Les réseaux neuronaux offrent aux utilisateurs une illusion de compétence.

Des chercheurs originaires de Finlande, d’Allemagne et du Canada ont montré que l’utilisation des services basés sur l’intelligence artificielle influence considérablement la capacité d’une personne à évaluer correctement ses propres connaissances.
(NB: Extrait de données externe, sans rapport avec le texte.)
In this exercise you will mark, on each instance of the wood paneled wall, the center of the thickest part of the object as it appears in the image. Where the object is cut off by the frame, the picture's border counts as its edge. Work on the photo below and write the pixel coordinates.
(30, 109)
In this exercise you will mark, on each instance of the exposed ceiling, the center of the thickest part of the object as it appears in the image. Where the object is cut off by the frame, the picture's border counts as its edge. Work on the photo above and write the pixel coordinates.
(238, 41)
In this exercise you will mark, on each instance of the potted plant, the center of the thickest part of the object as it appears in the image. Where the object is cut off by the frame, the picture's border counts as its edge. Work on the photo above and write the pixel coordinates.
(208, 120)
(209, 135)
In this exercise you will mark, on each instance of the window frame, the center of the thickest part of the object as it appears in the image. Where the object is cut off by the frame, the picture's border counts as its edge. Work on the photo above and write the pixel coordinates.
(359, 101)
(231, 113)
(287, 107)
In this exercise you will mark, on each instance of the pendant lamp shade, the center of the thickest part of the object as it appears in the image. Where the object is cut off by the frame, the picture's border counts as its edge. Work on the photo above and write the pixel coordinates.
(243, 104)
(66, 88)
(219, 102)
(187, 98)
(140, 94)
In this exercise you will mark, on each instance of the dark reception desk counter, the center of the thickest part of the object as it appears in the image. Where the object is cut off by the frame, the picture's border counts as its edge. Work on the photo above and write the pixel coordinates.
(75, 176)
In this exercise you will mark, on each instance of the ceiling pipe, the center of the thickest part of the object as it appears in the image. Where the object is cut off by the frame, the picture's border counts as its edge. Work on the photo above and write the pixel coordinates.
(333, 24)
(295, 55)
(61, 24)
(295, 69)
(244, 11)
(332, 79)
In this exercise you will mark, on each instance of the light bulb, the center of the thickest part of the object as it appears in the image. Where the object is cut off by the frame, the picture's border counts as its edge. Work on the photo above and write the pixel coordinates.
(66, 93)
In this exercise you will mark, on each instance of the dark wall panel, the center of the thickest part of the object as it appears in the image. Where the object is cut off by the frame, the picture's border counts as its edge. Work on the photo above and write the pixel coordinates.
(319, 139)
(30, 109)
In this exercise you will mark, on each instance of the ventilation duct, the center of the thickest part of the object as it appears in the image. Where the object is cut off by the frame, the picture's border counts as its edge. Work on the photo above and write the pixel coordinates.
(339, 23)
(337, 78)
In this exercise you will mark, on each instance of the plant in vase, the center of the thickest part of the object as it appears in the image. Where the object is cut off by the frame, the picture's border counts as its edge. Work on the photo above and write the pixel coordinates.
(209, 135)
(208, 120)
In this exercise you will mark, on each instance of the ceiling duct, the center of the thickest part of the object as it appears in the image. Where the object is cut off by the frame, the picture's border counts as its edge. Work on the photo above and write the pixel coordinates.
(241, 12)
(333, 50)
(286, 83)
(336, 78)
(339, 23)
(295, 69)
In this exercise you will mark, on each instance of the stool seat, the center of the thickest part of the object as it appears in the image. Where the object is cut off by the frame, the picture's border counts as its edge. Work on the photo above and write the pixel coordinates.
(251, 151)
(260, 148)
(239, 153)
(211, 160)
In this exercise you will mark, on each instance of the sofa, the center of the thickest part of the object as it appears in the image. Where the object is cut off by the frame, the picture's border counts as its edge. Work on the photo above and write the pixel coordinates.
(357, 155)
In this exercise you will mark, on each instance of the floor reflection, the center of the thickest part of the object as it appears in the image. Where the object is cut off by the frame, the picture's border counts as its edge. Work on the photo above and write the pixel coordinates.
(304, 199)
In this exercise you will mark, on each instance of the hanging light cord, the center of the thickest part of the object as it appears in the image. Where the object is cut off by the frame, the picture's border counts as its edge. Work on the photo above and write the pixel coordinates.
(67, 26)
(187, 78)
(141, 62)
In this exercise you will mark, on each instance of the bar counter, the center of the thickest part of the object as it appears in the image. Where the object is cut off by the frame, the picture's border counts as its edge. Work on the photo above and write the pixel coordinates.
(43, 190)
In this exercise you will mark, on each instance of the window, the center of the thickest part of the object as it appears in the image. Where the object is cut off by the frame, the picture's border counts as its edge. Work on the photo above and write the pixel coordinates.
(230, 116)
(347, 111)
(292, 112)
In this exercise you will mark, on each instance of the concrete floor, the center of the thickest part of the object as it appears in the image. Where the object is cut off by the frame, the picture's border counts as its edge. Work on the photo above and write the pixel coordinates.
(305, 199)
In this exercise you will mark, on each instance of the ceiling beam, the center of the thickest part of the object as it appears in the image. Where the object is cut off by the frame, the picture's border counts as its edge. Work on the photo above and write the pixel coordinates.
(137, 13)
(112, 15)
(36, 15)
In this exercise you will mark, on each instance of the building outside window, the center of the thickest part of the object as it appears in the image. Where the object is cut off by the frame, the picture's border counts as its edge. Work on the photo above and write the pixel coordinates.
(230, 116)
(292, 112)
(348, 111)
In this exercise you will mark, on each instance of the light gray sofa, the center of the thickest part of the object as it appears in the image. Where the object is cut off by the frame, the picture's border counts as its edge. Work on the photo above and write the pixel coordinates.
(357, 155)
Ce constat repose sur une étude expérimentale menée auprès de 500 volontaires. Les participants ont été invités à résoudre des problématiques de logique, semblables à celles utilisées dans les tests d’entrée aux facultés de droit aux États-Unis.
La moitié des participants pouvait utiliser ChatGPT, tandis que l’autre moitié réalisait les tâches sans assistance. À l’issue du test, les participants devaient estimer leurs résultats ainsi que leur niveau de familiarité avec l’outil d’IA.
Les chercheurs ont constaté que l’interaction active avec les chatbots annihile presque complètement l’effet Dunning-Kruger. Ce phénomène psychologique amène les personnes peu expérimentées à surestimer leurs capacités, tandis que les plus compétentes ont tendance à les sous-estimer.

Les utilisateurs de ChatGPT réussissaient effectivement mieux aux tâches, mais ils étaient significativement moins précis dans l’évaluation de leurs compétences. Ils avaient tendance à surestimer leurs capacités, s’appuyant sur la précision des réponses fournies par l’IA.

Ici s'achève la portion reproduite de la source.